VICE: Hola, Jesse. Los sujetos que retrataste en Born Too Late son muy extremos. Cuéntame cómo es el bajo mundo en Japón.
Jesse Lizotte: La verdad es de la gente más difícil que he fotografiado como extranjero. Son del tipo de personas que odian que le tomen fotos. Su mentalidad es totalmente diferente. Les cuesta trabajo comprender que es cool presumir tus tatuajes y que eres gánster. Los Yakuza son muy directos –la forma en que se conducen demuestra que nada les importa. Han vivido muchas cosas y sufrido mucha discriminación por parte de la sociedad. Su comportamiento no es lo que se esperaría de un japonés.

¿Hubo algún momento en el que sentiste que estabas en peligro?
Sí, obvio. Una vez, mi intérprete me llevó a retratar a un hombre al que no le agradaba mucho mi presencia. Me quedé ahí parado en silencio durante casi una hora hasta que por fin me dijo que estaba listo. Se quitó toda la ropa y estaba cubierto de tatuajes. Le faltaban cuatro dedos. No le gustaba la idea de que retratara su rostro y no se iba a poner a discutir sobre eso. En el pecho tenía tatuado el símbolo del clan pero lo cubrió con su mano porque no tenía permitido publicar eso. En su estómago tenía tatuados los nombres de algunas personas que había asesinado. Revisó todas las fotos de mi cámara y al final solo aprobó dos, una de espaldas y una de frente.

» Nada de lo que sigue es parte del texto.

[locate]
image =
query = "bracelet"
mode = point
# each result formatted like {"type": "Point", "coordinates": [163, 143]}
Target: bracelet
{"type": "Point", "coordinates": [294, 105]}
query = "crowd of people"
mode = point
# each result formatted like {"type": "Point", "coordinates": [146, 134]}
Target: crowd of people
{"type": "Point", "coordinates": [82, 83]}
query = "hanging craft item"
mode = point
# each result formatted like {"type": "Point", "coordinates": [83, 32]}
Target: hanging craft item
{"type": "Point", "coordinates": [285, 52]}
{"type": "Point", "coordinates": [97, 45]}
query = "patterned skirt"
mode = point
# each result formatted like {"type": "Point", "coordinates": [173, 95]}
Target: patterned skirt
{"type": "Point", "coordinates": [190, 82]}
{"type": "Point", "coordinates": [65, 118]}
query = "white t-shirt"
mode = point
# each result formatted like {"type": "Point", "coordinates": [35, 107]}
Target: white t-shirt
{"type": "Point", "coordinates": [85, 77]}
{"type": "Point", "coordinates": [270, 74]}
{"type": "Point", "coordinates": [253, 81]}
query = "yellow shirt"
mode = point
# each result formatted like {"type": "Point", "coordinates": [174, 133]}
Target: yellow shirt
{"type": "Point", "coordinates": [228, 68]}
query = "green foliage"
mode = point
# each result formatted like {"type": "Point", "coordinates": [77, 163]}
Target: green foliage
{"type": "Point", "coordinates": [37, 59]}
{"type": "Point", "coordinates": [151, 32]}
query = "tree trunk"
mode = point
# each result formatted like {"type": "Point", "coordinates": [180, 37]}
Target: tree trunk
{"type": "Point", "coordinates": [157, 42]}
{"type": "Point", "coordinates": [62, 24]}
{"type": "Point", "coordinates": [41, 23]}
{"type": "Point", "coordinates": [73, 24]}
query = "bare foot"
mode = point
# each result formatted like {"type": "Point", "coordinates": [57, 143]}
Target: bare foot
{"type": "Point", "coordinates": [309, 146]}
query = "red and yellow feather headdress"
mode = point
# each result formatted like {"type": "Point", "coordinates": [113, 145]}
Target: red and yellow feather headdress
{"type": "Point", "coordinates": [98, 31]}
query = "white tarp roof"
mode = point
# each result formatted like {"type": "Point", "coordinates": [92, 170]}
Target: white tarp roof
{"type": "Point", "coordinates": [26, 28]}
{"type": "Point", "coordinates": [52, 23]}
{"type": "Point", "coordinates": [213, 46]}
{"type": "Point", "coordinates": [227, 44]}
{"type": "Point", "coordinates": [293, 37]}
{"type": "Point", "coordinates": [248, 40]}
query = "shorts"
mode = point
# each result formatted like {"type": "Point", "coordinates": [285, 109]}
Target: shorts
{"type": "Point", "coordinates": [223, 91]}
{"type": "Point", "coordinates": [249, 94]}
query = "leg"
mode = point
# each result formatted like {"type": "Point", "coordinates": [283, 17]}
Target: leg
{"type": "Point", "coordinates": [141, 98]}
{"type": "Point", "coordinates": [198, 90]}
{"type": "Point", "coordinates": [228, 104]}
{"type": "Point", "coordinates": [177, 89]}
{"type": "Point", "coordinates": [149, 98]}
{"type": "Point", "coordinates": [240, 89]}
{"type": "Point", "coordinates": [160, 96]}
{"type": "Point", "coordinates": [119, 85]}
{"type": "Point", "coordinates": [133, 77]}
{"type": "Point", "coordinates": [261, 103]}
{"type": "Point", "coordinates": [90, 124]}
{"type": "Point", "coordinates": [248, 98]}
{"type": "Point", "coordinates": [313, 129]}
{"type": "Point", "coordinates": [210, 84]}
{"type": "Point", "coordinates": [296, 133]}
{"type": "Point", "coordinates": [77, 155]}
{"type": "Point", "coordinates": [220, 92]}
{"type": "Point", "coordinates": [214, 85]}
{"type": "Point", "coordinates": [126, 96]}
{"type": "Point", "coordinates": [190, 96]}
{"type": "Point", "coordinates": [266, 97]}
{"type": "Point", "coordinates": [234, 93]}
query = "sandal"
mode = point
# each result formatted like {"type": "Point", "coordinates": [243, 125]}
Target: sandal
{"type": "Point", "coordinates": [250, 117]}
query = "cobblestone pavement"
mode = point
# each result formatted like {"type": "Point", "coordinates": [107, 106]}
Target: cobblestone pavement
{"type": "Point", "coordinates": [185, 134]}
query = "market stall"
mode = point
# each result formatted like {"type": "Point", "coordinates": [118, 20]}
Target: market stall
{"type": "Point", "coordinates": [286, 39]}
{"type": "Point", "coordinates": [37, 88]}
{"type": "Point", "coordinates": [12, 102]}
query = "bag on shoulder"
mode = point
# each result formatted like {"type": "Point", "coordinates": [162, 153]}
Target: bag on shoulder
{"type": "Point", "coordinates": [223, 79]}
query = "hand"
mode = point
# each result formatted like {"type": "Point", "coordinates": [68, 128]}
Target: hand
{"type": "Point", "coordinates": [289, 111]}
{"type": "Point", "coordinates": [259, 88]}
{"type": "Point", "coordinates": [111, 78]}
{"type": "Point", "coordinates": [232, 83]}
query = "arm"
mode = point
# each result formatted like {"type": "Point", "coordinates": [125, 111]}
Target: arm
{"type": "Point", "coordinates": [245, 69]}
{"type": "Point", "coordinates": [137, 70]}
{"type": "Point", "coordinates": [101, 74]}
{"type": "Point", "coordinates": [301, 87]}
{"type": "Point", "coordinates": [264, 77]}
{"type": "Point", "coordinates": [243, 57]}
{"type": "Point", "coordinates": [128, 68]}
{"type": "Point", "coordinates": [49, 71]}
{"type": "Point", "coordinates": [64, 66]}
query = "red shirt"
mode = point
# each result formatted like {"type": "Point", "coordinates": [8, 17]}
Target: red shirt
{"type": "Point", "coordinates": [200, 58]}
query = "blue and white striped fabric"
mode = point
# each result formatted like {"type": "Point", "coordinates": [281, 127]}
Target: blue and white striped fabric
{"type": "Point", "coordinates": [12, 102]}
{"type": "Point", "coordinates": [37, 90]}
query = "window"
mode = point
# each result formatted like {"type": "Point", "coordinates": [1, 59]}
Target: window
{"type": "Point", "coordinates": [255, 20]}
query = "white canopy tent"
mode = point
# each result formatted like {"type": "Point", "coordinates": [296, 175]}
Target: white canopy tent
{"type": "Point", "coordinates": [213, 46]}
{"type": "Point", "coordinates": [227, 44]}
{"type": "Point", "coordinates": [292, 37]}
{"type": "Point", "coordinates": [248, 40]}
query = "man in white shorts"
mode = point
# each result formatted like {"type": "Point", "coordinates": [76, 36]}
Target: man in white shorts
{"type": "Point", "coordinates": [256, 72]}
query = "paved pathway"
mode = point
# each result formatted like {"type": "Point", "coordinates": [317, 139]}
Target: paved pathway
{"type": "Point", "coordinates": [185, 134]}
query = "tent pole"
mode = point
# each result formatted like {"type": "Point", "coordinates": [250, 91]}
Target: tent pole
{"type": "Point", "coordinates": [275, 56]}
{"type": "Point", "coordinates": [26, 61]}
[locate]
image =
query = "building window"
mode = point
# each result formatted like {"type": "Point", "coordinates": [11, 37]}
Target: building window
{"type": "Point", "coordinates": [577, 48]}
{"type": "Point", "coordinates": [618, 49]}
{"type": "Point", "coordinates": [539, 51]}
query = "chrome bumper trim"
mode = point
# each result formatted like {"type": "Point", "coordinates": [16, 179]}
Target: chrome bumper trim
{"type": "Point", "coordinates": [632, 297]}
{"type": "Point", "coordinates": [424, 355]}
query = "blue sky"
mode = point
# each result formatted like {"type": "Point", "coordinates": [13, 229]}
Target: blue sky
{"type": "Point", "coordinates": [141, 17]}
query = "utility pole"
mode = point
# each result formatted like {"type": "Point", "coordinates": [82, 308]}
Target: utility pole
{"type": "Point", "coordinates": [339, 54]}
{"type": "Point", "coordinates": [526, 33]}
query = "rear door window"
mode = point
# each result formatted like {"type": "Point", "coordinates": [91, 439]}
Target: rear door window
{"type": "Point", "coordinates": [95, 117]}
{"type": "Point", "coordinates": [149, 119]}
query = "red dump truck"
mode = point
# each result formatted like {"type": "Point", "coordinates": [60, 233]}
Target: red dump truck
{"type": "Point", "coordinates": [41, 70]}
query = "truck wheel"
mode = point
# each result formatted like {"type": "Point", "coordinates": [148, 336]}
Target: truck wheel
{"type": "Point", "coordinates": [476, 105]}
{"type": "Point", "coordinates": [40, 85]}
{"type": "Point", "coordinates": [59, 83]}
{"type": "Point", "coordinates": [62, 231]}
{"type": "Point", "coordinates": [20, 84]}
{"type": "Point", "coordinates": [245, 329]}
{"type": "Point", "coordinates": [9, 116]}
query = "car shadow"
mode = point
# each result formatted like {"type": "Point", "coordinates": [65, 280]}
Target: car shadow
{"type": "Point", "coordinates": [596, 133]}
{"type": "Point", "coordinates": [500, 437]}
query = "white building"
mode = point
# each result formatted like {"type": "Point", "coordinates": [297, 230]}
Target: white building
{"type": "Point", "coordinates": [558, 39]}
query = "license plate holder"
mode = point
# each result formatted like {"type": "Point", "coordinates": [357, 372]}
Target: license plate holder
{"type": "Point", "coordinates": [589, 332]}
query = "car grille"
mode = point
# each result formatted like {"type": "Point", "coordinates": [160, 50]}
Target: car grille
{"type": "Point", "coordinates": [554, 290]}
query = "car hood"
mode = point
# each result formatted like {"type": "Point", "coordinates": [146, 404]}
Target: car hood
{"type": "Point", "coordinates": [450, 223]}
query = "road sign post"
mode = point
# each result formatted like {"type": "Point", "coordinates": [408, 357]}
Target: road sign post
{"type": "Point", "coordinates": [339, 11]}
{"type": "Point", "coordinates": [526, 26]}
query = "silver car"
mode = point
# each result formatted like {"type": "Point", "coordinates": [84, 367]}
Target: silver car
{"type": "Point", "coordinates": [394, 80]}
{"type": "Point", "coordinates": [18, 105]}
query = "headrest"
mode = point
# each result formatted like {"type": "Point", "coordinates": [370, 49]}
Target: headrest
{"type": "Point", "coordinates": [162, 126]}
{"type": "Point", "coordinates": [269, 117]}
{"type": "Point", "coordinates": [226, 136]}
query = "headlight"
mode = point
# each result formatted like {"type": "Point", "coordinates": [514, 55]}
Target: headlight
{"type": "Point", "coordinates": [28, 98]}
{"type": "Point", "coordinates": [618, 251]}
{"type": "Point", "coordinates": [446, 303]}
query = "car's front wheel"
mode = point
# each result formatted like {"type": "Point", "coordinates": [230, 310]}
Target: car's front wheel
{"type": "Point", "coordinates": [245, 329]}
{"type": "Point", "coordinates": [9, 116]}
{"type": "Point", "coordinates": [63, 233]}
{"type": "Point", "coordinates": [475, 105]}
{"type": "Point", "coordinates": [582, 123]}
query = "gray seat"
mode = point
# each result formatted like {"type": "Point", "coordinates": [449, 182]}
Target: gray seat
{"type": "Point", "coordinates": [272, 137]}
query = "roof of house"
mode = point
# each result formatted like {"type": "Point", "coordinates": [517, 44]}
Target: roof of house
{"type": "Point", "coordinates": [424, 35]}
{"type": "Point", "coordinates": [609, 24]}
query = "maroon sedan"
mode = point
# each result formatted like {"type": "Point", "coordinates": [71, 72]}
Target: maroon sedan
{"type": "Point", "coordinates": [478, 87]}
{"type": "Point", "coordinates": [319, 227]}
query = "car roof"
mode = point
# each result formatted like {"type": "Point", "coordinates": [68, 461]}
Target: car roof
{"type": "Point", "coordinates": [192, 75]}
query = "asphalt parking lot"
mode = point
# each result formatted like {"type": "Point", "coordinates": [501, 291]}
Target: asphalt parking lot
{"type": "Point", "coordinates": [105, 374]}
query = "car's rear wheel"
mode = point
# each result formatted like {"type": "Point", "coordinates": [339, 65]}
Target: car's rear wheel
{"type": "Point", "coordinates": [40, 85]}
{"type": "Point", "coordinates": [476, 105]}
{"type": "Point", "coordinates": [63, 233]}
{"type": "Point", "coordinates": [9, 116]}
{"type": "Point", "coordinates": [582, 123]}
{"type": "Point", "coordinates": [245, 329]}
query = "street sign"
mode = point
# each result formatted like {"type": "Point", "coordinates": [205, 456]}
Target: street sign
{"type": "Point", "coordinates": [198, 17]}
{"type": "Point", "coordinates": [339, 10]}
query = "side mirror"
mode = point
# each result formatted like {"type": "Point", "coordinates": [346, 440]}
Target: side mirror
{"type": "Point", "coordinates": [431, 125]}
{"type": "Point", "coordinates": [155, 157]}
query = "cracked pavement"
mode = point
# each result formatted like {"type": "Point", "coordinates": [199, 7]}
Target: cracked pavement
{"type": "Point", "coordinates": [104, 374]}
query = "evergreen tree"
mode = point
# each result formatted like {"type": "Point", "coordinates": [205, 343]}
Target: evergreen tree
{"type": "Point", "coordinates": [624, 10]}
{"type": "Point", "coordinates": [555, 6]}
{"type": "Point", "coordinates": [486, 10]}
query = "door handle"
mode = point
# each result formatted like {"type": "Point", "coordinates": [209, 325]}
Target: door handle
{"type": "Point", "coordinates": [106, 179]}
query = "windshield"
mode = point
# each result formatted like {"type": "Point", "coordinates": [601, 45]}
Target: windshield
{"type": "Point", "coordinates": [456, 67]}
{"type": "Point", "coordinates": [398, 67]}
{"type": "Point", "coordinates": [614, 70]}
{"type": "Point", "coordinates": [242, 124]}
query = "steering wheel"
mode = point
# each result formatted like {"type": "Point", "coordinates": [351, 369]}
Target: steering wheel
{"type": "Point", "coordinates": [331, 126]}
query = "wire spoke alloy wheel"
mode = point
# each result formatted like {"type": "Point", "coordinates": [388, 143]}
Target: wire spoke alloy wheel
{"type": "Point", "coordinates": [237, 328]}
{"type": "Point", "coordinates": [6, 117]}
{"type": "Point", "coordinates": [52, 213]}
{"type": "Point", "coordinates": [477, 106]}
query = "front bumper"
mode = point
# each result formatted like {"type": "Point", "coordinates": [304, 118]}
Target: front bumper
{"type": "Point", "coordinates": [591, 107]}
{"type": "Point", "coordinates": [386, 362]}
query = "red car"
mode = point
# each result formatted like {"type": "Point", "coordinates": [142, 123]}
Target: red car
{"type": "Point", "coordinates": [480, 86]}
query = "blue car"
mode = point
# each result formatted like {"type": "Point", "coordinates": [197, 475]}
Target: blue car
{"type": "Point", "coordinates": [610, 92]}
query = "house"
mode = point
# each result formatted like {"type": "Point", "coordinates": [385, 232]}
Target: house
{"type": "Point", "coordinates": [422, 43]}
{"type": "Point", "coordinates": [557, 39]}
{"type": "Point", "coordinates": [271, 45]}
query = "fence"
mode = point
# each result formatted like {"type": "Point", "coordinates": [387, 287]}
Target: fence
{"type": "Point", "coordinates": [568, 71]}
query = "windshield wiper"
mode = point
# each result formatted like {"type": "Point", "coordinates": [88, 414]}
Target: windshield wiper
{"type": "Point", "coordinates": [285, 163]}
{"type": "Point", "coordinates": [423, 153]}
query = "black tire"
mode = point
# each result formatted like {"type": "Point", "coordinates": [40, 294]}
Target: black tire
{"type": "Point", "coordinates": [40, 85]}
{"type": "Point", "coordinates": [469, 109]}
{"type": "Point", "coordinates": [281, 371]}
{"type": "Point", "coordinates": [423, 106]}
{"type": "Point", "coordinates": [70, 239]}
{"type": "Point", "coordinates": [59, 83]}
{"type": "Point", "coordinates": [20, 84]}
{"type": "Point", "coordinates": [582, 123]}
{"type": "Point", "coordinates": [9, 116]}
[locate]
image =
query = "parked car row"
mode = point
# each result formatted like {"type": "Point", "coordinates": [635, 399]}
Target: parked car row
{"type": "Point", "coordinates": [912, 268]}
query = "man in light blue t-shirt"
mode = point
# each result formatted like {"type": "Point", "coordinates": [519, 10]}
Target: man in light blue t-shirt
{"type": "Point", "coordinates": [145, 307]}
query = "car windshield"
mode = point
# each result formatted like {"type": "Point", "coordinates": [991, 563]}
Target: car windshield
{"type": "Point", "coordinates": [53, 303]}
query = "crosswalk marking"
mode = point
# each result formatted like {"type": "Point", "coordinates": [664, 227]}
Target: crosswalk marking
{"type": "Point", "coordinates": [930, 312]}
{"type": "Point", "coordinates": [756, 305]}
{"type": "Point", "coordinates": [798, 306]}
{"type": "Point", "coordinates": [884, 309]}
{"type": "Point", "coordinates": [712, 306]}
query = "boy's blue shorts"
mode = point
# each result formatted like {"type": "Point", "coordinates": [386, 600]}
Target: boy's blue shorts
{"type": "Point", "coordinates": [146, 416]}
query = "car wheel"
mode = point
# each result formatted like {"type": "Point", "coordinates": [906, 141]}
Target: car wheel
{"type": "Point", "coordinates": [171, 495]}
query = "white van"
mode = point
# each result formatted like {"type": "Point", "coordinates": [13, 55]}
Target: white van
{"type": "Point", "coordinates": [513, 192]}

¿Cómo es que Born Too Late le da continuación a Lowrider, tu último proyecto?
En realidad nunca planeé meterme en esta mierda. Salir y retratar a los criminales más peligrosos no es mi objetivo, sólo pasó. Born Too Late empezó cuando estaba en casa de uno de mis modelos en LA y la pared de su casa estaba repleta de fotos de hombres encarcelados. Justo en medio había una foto de un japonés y destacaba del resto. Conseguí su email y me puse en contacto con él. Después de un tiempo, me respondió con una sola línea: "Este es mi número. Llámame cuando llegues a Tokio". Eso fue todo.

¿Después de trabajar con estos grupos, notaste alguna influencia occidental en el bajo mundo de Japón?
Claro. Lo más jóvenes se la pasan alardeando en las calles de Tokio. Van en sus Lamborghinis como diciendo de forma descarada "Véanme, soy Yakuza". Los miembros mayores son mucho más discretos.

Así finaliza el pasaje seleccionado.